Characteristics of laminar separation flutter of two-dimensional airfoils at low Reynolds numbers

Highly nonlinear and complex viscous effects occur in laminar separation flutter at low Reynolds numbers, so it is very difficult to predict and analyze this phenomenon. However, this phenomenon can affect the flight stability of some flying animals and micro-air vehicles significantly. Therefore, it is essential for us to investigate the mechanisms of triggering and sustaining oscillations, in order to suppress and even avoid this type of flutter during flight. The unsteady Reynolds Averaged Navier-Stokes (RANS) equation and γ-Re_θt transition model are used to simulate the complex viscous flow phenomena, and are coupled with the structure motion equation to establish the time domain aeroelastic analysis method.
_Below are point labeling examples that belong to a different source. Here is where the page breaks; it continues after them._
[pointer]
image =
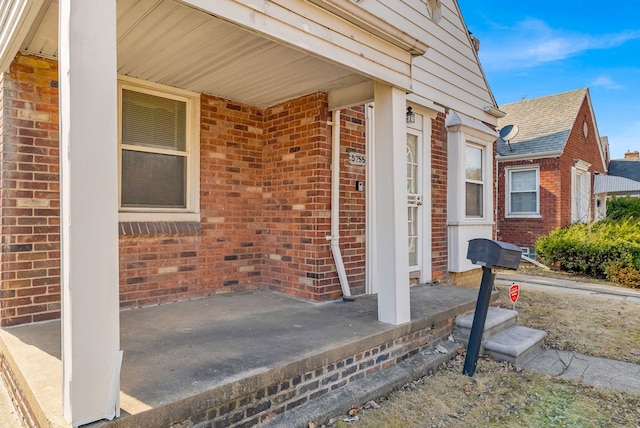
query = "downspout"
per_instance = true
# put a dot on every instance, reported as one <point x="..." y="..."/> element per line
<point x="335" y="207"/>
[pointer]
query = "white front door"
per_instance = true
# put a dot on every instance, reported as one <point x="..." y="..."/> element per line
<point x="414" y="198"/>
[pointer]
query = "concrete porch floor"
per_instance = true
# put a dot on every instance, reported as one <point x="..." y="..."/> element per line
<point x="180" y="355"/>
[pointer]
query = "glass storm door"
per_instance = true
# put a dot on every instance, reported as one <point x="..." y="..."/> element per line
<point x="414" y="199"/>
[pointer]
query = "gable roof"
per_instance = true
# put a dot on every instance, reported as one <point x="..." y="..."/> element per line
<point x="625" y="168"/>
<point x="544" y="123"/>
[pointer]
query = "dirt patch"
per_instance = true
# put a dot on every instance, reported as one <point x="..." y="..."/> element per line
<point x="500" y="395"/>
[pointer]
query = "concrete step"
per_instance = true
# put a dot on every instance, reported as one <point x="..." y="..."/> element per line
<point x="516" y="344"/>
<point x="498" y="320"/>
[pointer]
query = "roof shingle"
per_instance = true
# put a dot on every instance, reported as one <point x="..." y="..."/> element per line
<point x="544" y="123"/>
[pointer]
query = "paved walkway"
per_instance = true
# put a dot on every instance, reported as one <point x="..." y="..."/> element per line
<point x="601" y="290"/>
<point x="8" y="414"/>
<point x="592" y="371"/>
<point x="566" y="365"/>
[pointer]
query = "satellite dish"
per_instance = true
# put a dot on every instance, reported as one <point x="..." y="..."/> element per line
<point x="509" y="132"/>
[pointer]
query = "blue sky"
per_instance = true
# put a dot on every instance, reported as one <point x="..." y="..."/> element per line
<point x="529" y="49"/>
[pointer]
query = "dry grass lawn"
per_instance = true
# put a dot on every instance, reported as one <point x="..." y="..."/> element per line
<point x="500" y="395"/>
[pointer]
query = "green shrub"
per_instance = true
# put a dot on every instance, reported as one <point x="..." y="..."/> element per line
<point x="621" y="208"/>
<point x="607" y="249"/>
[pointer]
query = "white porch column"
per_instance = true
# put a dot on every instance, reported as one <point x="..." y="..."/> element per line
<point x="89" y="216"/>
<point x="390" y="177"/>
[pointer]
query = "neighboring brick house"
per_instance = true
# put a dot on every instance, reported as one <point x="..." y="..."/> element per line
<point x="166" y="150"/>
<point x="628" y="168"/>
<point x="545" y="172"/>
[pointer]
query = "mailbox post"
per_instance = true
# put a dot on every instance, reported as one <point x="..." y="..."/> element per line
<point x="486" y="253"/>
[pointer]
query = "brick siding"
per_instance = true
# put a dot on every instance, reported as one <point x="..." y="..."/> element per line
<point x="264" y="192"/>
<point x="439" y="165"/>
<point x="29" y="193"/>
<point x="555" y="185"/>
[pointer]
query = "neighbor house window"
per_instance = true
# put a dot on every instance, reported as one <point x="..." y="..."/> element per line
<point x="523" y="197"/>
<point x="474" y="185"/>
<point x="159" y="141"/>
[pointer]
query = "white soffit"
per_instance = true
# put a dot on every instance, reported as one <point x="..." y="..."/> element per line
<point x="167" y="42"/>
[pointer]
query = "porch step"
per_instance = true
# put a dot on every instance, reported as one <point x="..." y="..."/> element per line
<point x="498" y="319"/>
<point x="372" y="387"/>
<point x="502" y="338"/>
<point x="516" y="344"/>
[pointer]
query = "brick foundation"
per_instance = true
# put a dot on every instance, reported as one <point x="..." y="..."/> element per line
<point x="254" y="401"/>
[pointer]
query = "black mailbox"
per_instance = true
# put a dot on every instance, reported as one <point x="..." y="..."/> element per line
<point x="490" y="253"/>
<point x="486" y="253"/>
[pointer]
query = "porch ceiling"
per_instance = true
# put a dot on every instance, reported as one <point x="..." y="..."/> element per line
<point x="167" y="42"/>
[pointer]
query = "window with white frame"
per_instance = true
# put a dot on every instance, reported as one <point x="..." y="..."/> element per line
<point x="158" y="151"/>
<point x="474" y="181"/>
<point x="523" y="195"/>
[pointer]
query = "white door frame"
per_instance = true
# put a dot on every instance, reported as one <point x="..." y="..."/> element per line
<point x="423" y="124"/>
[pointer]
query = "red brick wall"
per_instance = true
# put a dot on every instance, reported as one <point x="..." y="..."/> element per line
<point x="352" y="201"/>
<point x="555" y="185"/>
<point x="265" y="204"/>
<point x="29" y="194"/>
<point x="524" y="231"/>
<point x="439" y="234"/>
<point x="297" y="199"/>
<point x="581" y="148"/>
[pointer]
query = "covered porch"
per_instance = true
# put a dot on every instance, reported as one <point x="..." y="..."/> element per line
<point x="260" y="54"/>
<point x="233" y="359"/>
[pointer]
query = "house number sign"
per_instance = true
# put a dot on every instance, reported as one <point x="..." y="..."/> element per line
<point x="357" y="159"/>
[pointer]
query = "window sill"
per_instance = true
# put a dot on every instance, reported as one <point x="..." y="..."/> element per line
<point x="523" y="216"/>
<point x="140" y="224"/>
<point x="140" y="228"/>
<point x="132" y="216"/>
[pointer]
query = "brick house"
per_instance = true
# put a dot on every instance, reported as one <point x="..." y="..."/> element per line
<point x="157" y="151"/>
<point x="546" y="172"/>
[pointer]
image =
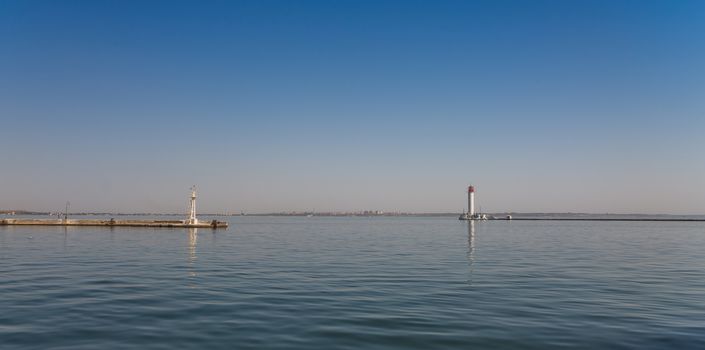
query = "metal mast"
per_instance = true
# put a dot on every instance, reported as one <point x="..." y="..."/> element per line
<point x="471" y="201"/>
<point x="192" y="208"/>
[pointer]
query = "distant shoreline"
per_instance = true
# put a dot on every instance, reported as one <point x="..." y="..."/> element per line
<point x="516" y="215"/>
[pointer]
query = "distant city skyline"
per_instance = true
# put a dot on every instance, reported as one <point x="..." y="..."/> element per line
<point x="272" y="106"/>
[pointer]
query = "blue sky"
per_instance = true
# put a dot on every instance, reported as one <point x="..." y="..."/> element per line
<point x="591" y="106"/>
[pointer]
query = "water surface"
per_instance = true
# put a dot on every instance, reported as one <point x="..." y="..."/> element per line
<point x="354" y="283"/>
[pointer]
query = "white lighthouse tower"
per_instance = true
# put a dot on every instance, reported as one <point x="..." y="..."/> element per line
<point x="471" y="202"/>
<point x="192" y="208"/>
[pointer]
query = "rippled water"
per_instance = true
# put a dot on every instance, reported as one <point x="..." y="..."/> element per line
<point x="357" y="283"/>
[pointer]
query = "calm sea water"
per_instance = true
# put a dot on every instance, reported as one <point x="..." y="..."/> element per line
<point x="355" y="283"/>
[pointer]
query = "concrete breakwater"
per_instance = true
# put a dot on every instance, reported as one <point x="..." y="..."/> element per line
<point x="114" y="223"/>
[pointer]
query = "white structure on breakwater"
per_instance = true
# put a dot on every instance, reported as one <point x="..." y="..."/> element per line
<point x="471" y="214"/>
<point x="192" y="220"/>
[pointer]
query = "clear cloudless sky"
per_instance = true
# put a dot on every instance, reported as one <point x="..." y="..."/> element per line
<point x="561" y="106"/>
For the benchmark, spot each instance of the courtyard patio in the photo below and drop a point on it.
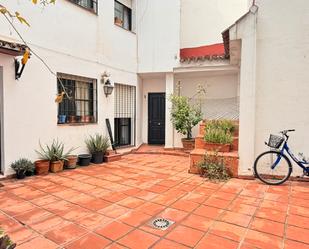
(111, 206)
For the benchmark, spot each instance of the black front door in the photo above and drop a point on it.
(156, 118)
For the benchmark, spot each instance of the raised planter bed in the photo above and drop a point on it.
(217, 147)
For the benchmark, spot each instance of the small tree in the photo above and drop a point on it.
(184, 115)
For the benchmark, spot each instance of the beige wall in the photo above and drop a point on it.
(282, 72)
(202, 21)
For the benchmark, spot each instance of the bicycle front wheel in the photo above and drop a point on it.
(272, 168)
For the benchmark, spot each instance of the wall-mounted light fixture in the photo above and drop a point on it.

The solution for the time domain is the fourth order implicit Adams linear multi-step method, which is based on the prediction-correction method. This aeroelastic analysis method is used to simulate the laminar separation flutter responses of the NACA0012 airfoil. The results indicate that this method can simulate laminar separation flutter accurately. The characteristics of laminar separation flutter at different turbulence intensities have been compared and analyzed. It can be found from transient flow results that laminar separation plays a critical role in initiating and sustaining pitching oscillations, and the shedding vortex with high frequencies enhance only nonlinearity of aerodynamics. Turbulence can inhibit Limit Cycle Oscillation (LCO) to some extent. A comparison of the responses of laminar separation flutter of the airfoils of different thicknesses and cambers shows that laminar separation flutter can be suppressed when the thickness of the airfoil decreases or the camber of the airfoil increases properly.